For a number of roles in the south of The Netherlands we are hiring CQV engineers. We have both short and long term contracts and all are with biotech client project (site based). Some roles may introduce a shift scenario - that will all be an option discussed when you apply. 

 

We are looking for Intermediate to Senior Engineers who will bring their expertise with them and drive our projects to completion. All roles are with Biotech clients.

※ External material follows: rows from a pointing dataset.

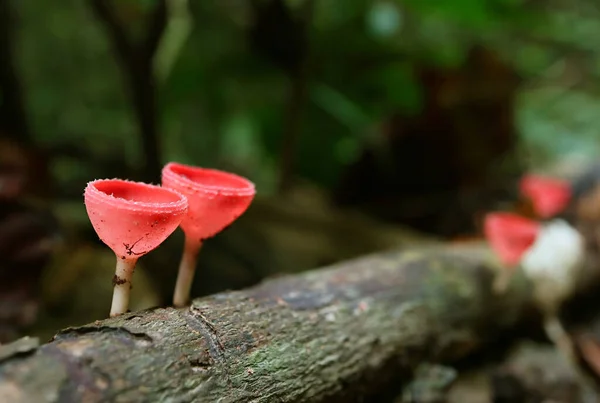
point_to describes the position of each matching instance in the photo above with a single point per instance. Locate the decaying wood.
(337, 334)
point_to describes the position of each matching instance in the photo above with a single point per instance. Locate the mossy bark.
(341, 333)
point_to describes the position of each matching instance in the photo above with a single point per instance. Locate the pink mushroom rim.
(206, 180)
(216, 198)
(135, 196)
(133, 218)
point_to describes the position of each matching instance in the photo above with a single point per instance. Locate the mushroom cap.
(133, 218)
(549, 196)
(216, 198)
(510, 235)
(553, 260)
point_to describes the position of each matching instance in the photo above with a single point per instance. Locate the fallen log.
(342, 333)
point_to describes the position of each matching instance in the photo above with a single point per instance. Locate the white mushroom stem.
(552, 264)
(187, 269)
(122, 286)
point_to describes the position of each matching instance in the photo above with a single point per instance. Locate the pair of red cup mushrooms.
(133, 218)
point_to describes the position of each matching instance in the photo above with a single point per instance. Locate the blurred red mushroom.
(216, 199)
(551, 256)
(132, 218)
(549, 196)
(510, 235)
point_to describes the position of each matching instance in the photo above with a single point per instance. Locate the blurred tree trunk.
(136, 62)
(347, 333)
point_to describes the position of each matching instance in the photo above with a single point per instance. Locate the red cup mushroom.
(549, 196)
(216, 199)
(131, 218)
(509, 235)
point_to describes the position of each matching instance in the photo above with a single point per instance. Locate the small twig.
(295, 108)
(13, 114)
(178, 28)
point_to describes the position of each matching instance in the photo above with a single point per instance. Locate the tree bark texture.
(338, 334)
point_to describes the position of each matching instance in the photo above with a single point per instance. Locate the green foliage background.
(224, 105)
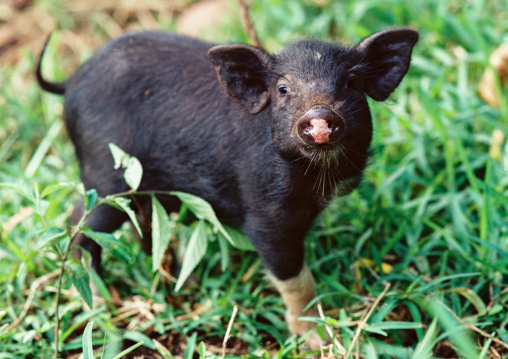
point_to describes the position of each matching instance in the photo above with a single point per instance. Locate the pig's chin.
(322, 155)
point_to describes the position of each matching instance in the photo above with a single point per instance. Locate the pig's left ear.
(386, 58)
(242, 72)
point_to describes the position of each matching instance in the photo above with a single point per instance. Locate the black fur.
(157, 96)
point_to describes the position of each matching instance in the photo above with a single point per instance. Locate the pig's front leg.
(297, 292)
(284, 258)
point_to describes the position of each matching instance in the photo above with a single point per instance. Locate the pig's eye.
(283, 90)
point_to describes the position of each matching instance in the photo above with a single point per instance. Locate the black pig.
(265, 139)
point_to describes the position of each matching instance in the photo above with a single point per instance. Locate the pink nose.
(319, 130)
(320, 126)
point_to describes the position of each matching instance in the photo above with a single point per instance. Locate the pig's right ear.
(242, 72)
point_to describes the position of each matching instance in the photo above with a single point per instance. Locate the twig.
(364, 320)
(247, 22)
(335, 342)
(228, 331)
(33, 289)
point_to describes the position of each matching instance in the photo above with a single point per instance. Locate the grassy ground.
(414, 264)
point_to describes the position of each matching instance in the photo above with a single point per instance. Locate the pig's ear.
(242, 72)
(386, 57)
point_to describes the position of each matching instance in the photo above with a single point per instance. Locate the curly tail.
(57, 88)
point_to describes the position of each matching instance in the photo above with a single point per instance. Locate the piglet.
(266, 139)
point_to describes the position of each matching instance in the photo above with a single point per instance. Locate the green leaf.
(136, 336)
(50, 234)
(161, 233)
(238, 239)
(81, 280)
(162, 350)
(395, 325)
(87, 342)
(133, 169)
(133, 173)
(194, 252)
(109, 242)
(53, 188)
(128, 350)
(124, 204)
(424, 348)
(90, 198)
(191, 344)
(202, 350)
(202, 210)
(369, 328)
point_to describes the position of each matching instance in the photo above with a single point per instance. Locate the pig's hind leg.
(103, 219)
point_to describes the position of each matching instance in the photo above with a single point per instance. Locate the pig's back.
(156, 96)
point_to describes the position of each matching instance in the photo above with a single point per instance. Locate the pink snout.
(320, 126)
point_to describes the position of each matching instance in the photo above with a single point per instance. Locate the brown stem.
(247, 21)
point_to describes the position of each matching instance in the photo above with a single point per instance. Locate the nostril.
(319, 126)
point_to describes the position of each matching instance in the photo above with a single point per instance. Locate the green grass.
(432, 211)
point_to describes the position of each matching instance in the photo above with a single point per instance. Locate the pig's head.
(317, 92)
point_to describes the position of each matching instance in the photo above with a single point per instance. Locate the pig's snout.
(320, 126)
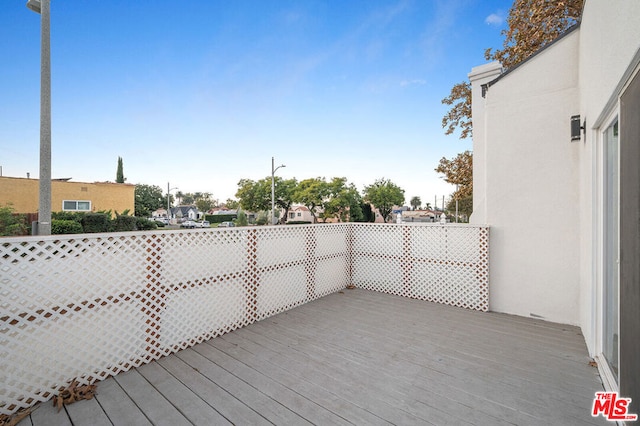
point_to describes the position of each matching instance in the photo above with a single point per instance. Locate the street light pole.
(44, 207)
(273, 190)
(456, 203)
(168, 205)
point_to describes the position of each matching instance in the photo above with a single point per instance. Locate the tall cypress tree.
(119, 173)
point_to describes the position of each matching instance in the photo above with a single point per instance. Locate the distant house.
(562, 130)
(420, 216)
(299, 214)
(184, 213)
(161, 212)
(23, 195)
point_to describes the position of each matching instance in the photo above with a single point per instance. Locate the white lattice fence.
(89, 306)
(445, 264)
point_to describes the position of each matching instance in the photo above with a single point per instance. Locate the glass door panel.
(611, 247)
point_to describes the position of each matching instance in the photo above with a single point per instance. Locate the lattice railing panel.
(446, 264)
(88, 306)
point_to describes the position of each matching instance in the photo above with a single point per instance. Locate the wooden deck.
(358, 357)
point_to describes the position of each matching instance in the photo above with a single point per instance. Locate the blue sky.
(202, 94)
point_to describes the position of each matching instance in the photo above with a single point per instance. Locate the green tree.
(241, 220)
(311, 193)
(342, 201)
(415, 202)
(148, 198)
(12, 224)
(531, 25)
(179, 195)
(256, 196)
(205, 202)
(459, 171)
(187, 199)
(120, 172)
(368, 215)
(459, 116)
(231, 204)
(384, 194)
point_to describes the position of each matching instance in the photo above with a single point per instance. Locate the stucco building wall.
(22, 194)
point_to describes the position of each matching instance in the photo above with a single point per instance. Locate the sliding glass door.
(611, 247)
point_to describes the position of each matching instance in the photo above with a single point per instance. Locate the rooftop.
(358, 357)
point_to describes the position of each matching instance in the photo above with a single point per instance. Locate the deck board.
(359, 357)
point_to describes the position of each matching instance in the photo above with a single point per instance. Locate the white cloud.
(495, 19)
(416, 82)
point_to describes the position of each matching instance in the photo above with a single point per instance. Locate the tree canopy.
(459, 171)
(255, 196)
(311, 193)
(120, 172)
(343, 201)
(531, 25)
(148, 198)
(384, 194)
(415, 202)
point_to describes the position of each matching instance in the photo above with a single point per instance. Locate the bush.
(95, 222)
(218, 218)
(242, 219)
(262, 218)
(12, 224)
(59, 226)
(144, 224)
(77, 216)
(126, 223)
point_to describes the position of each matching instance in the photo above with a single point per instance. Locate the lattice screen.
(445, 264)
(88, 306)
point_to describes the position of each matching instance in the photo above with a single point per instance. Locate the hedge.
(218, 218)
(65, 226)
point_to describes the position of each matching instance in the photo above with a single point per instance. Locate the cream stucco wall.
(530, 190)
(609, 51)
(22, 194)
(539, 192)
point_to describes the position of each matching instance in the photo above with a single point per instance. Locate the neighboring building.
(184, 213)
(419, 216)
(299, 214)
(23, 195)
(161, 212)
(579, 263)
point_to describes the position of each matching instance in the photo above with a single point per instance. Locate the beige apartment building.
(23, 195)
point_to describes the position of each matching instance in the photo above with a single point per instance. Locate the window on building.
(79, 206)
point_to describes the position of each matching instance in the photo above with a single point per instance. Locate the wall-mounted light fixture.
(576, 127)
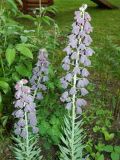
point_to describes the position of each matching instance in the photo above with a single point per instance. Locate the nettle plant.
(74, 83)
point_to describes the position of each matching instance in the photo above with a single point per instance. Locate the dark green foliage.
(23, 152)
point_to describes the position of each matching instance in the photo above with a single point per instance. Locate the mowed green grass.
(106, 23)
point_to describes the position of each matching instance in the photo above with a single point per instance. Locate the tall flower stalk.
(40, 75)
(25, 115)
(75, 81)
(25, 110)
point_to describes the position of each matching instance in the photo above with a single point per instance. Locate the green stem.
(74, 105)
(35, 92)
(2, 65)
(27, 136)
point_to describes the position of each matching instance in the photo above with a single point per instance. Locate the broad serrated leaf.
(24, 50)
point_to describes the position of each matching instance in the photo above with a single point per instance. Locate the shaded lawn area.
(105, 22)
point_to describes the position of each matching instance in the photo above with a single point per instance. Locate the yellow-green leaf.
(24, 50)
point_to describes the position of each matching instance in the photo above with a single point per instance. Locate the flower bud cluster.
(40, 74)
(25, 109)
(77, 60)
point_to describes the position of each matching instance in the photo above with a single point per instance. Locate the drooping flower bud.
(25, 109)
(76, 61)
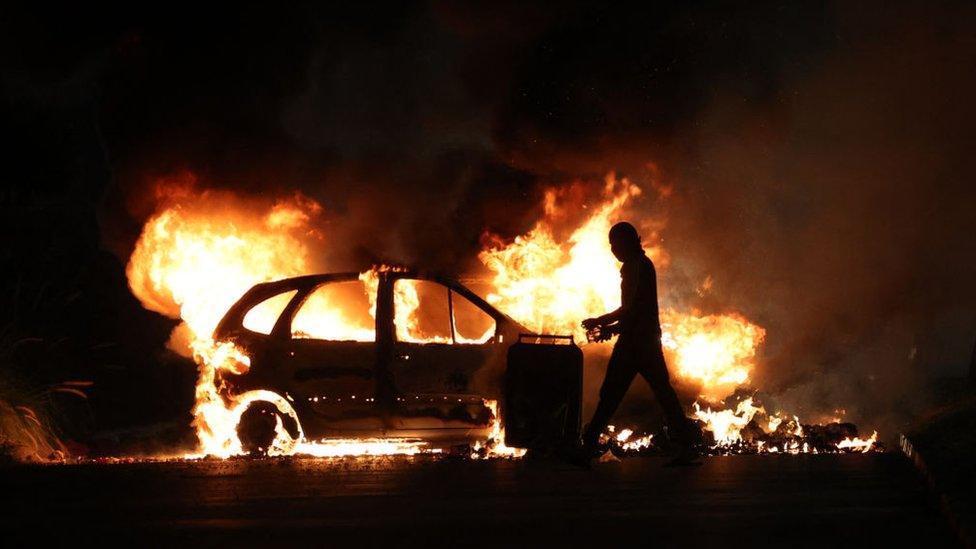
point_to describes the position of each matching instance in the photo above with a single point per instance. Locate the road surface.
(757, 501)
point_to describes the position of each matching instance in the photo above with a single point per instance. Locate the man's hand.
(591, 323)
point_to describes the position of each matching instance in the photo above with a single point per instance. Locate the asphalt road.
(757, 501)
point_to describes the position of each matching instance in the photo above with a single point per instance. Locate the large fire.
(201, 251)
(550, 287)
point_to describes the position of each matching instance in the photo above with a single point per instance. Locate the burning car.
(388, 353)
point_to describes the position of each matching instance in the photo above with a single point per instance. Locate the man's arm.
(623, 315)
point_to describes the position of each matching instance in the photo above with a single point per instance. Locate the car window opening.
(262, 317)
(336, 311)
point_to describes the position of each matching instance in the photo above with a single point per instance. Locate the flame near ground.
(202, 250)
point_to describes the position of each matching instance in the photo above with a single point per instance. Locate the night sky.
(820, 156)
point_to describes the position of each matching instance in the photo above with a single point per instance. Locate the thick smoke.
(817, 156)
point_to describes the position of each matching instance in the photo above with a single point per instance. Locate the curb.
(944, 504)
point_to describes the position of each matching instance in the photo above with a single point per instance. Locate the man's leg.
(655, 371)
(620, 374)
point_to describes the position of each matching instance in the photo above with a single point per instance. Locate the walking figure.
(637, 350)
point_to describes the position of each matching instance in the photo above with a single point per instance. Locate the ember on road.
(805, 500)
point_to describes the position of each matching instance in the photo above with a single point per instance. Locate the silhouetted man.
(638, 348)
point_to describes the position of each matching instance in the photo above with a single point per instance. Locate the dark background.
(819, 153)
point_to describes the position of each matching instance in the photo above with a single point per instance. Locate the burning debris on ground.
(361, 237)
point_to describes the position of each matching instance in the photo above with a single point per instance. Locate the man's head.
(624, 241)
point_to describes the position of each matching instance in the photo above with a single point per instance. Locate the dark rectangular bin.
(543, 392)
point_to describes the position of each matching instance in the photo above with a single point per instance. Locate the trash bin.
(543, 392)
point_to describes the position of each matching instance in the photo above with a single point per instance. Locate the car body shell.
(383, 388)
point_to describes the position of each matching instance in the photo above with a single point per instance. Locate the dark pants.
(632, 356)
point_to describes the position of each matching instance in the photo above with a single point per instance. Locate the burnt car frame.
(387, 387)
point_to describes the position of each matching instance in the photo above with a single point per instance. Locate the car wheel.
(268, 427)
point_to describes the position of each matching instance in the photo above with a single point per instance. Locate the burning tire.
(269, 428)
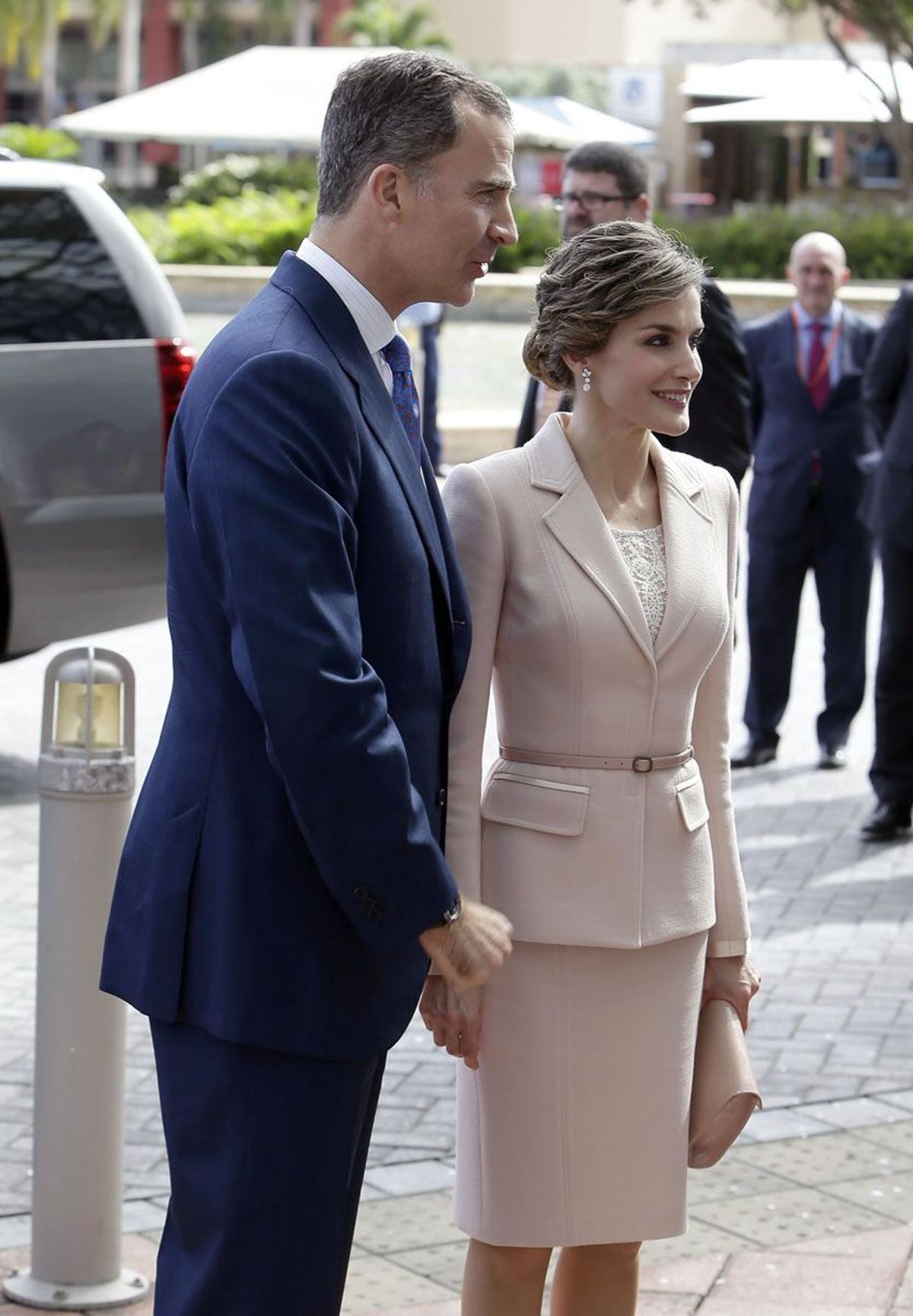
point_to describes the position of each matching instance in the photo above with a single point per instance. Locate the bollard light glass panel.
(87, 691)
(87, 732)
(74, 715)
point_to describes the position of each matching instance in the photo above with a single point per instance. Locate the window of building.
(57, 282)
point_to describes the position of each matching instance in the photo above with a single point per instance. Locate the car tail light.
(175, 361)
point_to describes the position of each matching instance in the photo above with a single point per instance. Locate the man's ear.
(383, 187)
(641, 209)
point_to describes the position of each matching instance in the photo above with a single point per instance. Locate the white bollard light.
(86, 781)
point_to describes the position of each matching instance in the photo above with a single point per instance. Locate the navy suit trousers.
(842, 565)
(267, 1153)
(892, 767)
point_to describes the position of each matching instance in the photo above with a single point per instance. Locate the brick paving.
(813, 1209)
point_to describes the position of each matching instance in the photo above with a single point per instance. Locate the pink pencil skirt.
(574, 1130)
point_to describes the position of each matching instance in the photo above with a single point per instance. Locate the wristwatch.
(450, 915)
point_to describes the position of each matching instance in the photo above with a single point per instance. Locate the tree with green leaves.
(29, 30)
(889, 23)
(380, 23)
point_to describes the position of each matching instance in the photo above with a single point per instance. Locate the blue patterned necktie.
(406, 399)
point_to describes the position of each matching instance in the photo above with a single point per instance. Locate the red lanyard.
(824, 366)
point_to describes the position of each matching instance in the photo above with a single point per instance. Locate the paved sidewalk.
(812, 1212)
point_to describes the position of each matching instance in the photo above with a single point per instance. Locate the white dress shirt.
(829, 320)
(371, 320)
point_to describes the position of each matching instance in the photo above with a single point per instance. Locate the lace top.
(645, 557)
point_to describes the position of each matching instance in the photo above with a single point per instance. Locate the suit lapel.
(577, 521)
(339, 330)
(788, 353)
(689, 534)
(850, 370)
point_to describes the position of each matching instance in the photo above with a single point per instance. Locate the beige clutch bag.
(724, 1094)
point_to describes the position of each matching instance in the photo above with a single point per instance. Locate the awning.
(796, 91)
(586, 123)
(267, 97)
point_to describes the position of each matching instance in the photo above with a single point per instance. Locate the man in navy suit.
(810, 440)
(283, 884)
(889, 394)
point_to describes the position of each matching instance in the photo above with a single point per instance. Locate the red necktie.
(819, 374)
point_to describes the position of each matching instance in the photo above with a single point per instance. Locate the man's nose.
(504, 228)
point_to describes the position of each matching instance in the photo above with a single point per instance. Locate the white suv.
(92, 365)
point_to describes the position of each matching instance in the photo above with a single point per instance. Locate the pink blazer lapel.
(577, 521)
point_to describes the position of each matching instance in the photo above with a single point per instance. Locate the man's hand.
(732, 978)
(454, 1019)
(470, 949)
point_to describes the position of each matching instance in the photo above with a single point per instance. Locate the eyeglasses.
(590, 200)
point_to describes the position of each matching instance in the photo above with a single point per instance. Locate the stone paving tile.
(409, 1178)
(821, 1160)
(891, 1195)
(791, 1215)
(375, 1283)
(850, 1283)
(404, 1223)
(895, 1244)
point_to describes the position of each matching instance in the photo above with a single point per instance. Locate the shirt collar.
(373, 321)
(830, 320)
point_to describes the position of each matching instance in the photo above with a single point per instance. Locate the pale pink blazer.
(593, 857)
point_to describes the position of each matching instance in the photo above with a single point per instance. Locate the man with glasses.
(603, 182)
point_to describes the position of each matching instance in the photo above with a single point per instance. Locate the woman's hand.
(732, 978)
(453, 1018)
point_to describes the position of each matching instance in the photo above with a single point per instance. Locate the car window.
(57, 281)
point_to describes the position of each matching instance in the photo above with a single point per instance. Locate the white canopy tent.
(592, 126)
(795, 91)
(269, 97)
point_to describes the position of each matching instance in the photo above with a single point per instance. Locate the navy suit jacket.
(889, 395)
(286, 849)
(787, 431)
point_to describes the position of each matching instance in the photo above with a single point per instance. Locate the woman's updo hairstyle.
(595, 281)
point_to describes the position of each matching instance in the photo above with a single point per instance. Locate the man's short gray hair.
(395, 110)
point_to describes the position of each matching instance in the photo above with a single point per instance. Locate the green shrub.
(236, 174)
(756, 244)
(539, 234)
(253, 228)
(33, 142)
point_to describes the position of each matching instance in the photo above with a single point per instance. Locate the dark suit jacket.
(788, 431)
(720, 429)
(887, 391)
(286, 848)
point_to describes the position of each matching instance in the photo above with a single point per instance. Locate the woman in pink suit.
(602, 574)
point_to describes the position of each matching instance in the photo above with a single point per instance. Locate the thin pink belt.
(642, 763)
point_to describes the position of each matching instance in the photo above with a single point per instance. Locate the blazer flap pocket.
(692, 805)
(536, 803)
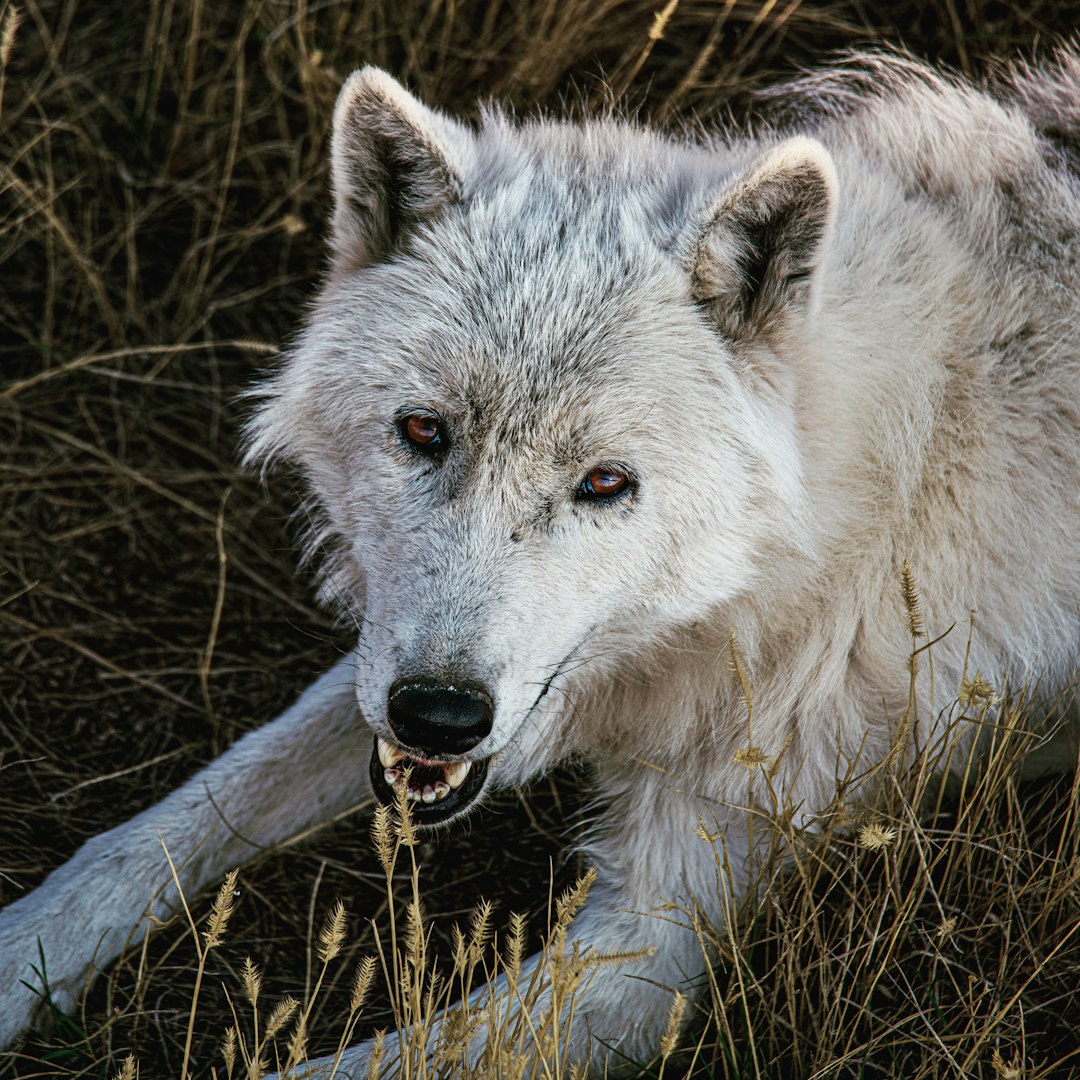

Ideally candidates should have an emphasis on CIP/downstream CQV execution experience, a GMP/GDP background and a degree in a science and or Engineering based discipline.  


Responsibilities

  • Field execution of Commissioning, Installation & Operational Qualification (IQ/OQ), Verification for downstream process equipment, CIP, & Clean utilities
  • Co-ordination of vendor packages to achieve streamlined CQV
  • Co-ordination/review of construction packages again to achieve streamlined CQV
  • Knowledge of recent regulations (ICH, ASTM, FDA, ISPE) and modern CQV practices

Qualifications

Educated to Degree level in Engineering or Science related area

  • Minimum of 5 years experience gained within a Life Sciences environment
  • DeltaV  / process equipment start up experience advantageous
  • Experience of working in a project environment
  • Hands on attitude, specifically functional testing of equipment outlined above
  • Excellent oral and written communication skills in English

 

 All applications will be treated in strictest confidence.

  

What you will get:

Attractive rates, while working in a multi-disciplinary environment, in a vibrant expanding international company.